Check if There is a Valid Partition For The Array

Check if There is a Valid Partition For The Array

What is this problem about?

Given an array of integers, you need to determine if it can be partitioned into one or more valid subarrays. A subarray is valid if it meets one of three conditions:

1. It consists of exactly 2 equal elements (e.g., [2, 2]).
2. It consists of exactly 3 equal elements (e.g., [4, 4, 4]).
3. It consists of exactly 3 consecutive increasing elements (e.g., [3, 4, 5]).

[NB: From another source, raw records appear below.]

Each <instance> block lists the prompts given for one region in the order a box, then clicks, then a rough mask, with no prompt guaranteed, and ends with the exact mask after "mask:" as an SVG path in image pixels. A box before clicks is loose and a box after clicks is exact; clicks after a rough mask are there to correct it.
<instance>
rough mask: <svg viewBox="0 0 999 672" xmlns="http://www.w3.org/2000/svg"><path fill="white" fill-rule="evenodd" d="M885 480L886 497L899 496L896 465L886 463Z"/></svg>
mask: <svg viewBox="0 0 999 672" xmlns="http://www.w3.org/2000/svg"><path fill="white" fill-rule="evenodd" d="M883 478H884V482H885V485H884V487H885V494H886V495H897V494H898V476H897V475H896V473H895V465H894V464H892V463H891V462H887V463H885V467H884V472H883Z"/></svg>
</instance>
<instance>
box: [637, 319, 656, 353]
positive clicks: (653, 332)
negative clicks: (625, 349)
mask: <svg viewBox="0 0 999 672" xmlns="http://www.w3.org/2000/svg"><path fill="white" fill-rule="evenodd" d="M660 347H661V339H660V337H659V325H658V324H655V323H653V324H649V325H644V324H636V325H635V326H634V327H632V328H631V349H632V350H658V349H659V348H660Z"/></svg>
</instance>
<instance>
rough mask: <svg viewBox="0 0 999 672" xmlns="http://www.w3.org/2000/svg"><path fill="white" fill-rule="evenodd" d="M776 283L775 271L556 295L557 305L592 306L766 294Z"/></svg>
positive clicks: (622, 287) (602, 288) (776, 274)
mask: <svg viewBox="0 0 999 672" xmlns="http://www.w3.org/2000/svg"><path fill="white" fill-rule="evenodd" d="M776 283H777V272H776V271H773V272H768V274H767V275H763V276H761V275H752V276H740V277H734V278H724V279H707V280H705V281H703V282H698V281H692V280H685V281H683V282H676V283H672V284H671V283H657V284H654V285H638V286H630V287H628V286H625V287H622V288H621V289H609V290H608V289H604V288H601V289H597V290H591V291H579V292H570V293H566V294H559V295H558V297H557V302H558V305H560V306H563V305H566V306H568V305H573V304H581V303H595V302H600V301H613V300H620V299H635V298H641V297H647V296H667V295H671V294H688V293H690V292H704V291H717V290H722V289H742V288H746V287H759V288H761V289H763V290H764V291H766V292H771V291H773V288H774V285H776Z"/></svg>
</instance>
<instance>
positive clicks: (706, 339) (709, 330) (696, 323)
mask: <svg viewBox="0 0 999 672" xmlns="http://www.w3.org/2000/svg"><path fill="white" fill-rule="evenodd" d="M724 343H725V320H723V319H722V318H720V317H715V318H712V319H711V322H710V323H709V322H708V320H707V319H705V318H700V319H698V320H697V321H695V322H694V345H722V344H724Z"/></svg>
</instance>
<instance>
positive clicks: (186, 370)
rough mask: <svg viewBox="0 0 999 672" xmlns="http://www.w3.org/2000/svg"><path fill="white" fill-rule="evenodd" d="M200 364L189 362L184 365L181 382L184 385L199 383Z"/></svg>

Why is this asked in interviews?

Companies like Coinbase and Google use this to test your understanding of linear Dynamic Programming. It’s a "decision" problem where at each index, you have to decide which rule to apply. It evaluates your ability to break a large problem into overlapping subproblems and your skill in using memoization to avoid exponential time complexity.

Algorithmic pattern used

The pattern is 1D Dynamic Programming. Let dp[i] be a boolean representing whether the prefix of the array ending at index i-1 can be validly partitioned. To calculate dp[i], you check:

• If dp[i-2] is true and the last 2 elements match Rule 1.
• If dp[i-3] is true and the last 3 elements match Rule 2 or Rule 3. Since you only ever look back 3 steps, you can optimize this to $O(1)$ space.

Example explanation

Array: [4, 4, 4, 5, 6]

1. dp[0] = True (empty prefix).
2. dp[2]: Is [4, 4] valid? Yes. dp[2] = dp[0] = True.
3. dp[3]: Is [4, 4, 4] valid? Yes. dp[3] = dp[0] = True.
4. dp[5]: Can we reach here?
   • From dp[2]: Is [4, 5, 6] valid? Yes. dp[5] = True. Result: True.

Common mistakes candidates make

A common error is not checking the bounds correctly when looking back 2 or 3 elements. Another is failing to realize that a single index could be the end of multiple valid partitions (e.g., an index could be the end of a group of 2 AND a group of 3). Candidates also sometimes forget to handle the base cases for very short arrays.

Interview preparation tip

Linear DP problems where you "look back" a fixed number of steps are very common. Practice recognizing when a global property ("can the whole array be partitioned?") can be derived from local properties ("can the last $k$ elements form a valid group?").